For mean income, which is what this guide measures, the 2.8% household leakage has a negligible effect on the ratio. For count measures (total population, total housing units), the answer is different. Dasymetric and parcel-based redistribution earn their keep precisely when the placement of housing within a block group drives the allocation of counts across target boundaries. If you want to know how many housing units fall within a specific civic association’s polygon, point-in-polygon counting on the parcel layer is more accurate than area weighting; the difference can be substantial in associations with compact boundaries or with multifamily buildings near their edges.

The natural next step in this direction is household-size weighting: single-family and multifamily units have systematically different average household sizes, and a redistribution that treats all units as interchangeable conflates these. The sdc-redistribute package’s redistribute_parcel_pums_adj function implements this extension by drawing on Public Use Microdata Sample (PUMS) household-size distributions, stratified by unit type, to weight single-family parcels differently from multifamily ones. Applying that method to Arlington’s MHUD data, and assessing whether the household-size correction changes the civic-association estimates meaningfully, is a planned extension of this work.

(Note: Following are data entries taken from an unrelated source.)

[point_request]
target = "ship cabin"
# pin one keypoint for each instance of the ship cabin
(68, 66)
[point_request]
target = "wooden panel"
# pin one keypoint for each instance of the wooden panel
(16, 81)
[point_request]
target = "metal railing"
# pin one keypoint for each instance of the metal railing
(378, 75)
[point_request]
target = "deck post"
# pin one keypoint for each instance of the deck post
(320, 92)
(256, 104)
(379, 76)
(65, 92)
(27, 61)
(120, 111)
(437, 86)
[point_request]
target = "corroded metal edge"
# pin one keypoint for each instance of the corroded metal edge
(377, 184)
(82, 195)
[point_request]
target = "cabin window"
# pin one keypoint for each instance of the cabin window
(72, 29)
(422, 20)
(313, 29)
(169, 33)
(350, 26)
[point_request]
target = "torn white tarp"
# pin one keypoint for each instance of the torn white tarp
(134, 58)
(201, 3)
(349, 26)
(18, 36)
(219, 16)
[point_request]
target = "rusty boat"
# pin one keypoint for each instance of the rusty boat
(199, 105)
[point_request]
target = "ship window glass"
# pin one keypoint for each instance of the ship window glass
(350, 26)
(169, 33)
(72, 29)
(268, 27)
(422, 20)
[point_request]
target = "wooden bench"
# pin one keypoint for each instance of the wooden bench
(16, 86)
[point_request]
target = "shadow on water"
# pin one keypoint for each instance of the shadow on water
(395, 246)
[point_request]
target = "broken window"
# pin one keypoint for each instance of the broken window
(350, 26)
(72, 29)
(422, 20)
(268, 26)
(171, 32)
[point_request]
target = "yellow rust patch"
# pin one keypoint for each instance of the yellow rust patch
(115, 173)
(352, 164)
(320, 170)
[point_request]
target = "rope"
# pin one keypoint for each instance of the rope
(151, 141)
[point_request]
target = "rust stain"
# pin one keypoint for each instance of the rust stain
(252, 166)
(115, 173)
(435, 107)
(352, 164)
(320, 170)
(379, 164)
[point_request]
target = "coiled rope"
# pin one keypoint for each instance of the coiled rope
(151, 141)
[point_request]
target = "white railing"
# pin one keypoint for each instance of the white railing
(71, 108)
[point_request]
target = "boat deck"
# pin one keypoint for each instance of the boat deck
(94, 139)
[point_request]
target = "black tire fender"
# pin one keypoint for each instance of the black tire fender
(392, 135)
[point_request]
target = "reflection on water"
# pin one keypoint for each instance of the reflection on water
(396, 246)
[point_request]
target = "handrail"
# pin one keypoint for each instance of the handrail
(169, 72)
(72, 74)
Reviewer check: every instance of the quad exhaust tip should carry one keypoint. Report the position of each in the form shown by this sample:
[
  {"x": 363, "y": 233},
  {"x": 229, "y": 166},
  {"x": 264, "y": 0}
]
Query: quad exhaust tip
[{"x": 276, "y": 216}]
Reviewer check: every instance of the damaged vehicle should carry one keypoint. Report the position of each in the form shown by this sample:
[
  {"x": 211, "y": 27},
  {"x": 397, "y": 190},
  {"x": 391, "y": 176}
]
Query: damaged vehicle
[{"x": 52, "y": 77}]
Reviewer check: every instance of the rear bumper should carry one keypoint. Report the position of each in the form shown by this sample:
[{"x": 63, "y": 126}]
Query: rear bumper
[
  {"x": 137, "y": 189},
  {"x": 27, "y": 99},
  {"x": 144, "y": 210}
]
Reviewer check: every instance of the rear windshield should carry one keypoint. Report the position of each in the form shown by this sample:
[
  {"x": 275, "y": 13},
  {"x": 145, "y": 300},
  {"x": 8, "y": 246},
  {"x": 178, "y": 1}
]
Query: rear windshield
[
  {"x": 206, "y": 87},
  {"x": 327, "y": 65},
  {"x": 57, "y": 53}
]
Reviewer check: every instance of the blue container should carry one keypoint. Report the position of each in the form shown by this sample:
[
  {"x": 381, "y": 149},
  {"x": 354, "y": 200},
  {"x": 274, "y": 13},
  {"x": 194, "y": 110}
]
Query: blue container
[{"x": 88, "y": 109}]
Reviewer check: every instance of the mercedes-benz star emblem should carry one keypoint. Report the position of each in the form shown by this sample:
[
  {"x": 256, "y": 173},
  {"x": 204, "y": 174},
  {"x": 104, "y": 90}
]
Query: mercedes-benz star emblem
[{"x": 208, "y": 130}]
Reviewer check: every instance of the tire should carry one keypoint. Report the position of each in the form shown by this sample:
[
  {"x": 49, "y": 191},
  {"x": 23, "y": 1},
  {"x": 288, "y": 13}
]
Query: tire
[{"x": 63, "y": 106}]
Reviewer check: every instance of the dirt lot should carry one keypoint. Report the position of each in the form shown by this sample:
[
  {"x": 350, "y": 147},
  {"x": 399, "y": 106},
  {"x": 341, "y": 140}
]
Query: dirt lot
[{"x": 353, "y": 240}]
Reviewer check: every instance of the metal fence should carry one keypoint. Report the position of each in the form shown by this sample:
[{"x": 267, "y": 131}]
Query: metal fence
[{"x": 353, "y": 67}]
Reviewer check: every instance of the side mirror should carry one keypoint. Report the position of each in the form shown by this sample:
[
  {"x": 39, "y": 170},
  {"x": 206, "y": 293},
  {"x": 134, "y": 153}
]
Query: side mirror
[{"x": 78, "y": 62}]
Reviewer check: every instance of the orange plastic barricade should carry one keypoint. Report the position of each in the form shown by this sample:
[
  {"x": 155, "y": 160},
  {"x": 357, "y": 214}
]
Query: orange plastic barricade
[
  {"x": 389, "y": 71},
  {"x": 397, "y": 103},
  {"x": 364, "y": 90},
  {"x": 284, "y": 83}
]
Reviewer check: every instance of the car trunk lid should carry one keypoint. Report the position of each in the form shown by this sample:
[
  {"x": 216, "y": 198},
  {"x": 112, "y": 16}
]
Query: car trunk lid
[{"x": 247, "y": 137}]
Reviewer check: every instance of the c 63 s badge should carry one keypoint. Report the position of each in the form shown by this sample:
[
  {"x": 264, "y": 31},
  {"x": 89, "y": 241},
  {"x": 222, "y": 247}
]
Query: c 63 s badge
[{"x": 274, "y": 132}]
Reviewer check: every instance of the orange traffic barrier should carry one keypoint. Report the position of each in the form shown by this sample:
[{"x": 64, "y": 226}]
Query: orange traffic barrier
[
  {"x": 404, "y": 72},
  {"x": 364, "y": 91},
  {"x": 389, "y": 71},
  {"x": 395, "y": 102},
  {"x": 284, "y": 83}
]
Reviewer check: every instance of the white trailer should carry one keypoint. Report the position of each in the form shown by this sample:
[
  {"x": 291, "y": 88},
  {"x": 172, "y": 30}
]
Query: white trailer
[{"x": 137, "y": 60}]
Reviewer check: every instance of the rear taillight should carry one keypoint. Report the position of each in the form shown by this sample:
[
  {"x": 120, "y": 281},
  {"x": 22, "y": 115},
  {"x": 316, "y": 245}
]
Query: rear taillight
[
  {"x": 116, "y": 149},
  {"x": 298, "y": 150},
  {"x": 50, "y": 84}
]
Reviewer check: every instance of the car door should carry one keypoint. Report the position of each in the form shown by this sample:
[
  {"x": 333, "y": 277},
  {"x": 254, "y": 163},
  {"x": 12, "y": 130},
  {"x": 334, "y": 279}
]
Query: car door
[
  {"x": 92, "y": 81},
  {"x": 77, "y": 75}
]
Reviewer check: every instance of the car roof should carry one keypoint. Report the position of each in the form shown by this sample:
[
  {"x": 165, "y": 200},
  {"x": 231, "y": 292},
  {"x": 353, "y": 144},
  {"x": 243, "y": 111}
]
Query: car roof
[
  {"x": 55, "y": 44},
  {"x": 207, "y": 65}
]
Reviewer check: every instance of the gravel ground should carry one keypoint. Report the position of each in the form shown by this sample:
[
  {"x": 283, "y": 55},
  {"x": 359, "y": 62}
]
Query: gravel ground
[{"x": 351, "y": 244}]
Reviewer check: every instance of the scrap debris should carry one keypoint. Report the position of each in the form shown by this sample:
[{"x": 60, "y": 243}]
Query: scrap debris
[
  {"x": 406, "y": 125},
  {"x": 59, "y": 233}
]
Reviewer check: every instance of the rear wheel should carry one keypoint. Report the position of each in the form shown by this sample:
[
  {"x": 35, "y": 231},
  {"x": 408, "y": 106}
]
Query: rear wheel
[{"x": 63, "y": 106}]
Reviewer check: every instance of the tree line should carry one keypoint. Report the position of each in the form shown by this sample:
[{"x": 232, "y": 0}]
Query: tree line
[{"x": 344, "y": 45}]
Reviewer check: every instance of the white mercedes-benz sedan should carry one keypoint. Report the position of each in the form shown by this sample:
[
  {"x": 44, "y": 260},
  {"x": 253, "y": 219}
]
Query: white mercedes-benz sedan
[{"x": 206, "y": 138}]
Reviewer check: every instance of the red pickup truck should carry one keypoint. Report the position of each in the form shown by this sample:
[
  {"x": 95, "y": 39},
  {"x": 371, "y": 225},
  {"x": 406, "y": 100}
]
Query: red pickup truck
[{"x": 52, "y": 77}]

For the income analysis in this guide, the two methods are interchangeable in practice. The parcel approach is presented here to establish the infrastructure and to make a broader point: method choice matters most when the variable in question is a count and when housing is unevenly distributed within source units. When the variable is a smooth intensive measure like mean income, and when the redistribution is operating at the block-group-to-neighbourhood scale, area weighting and parcel weighting converge.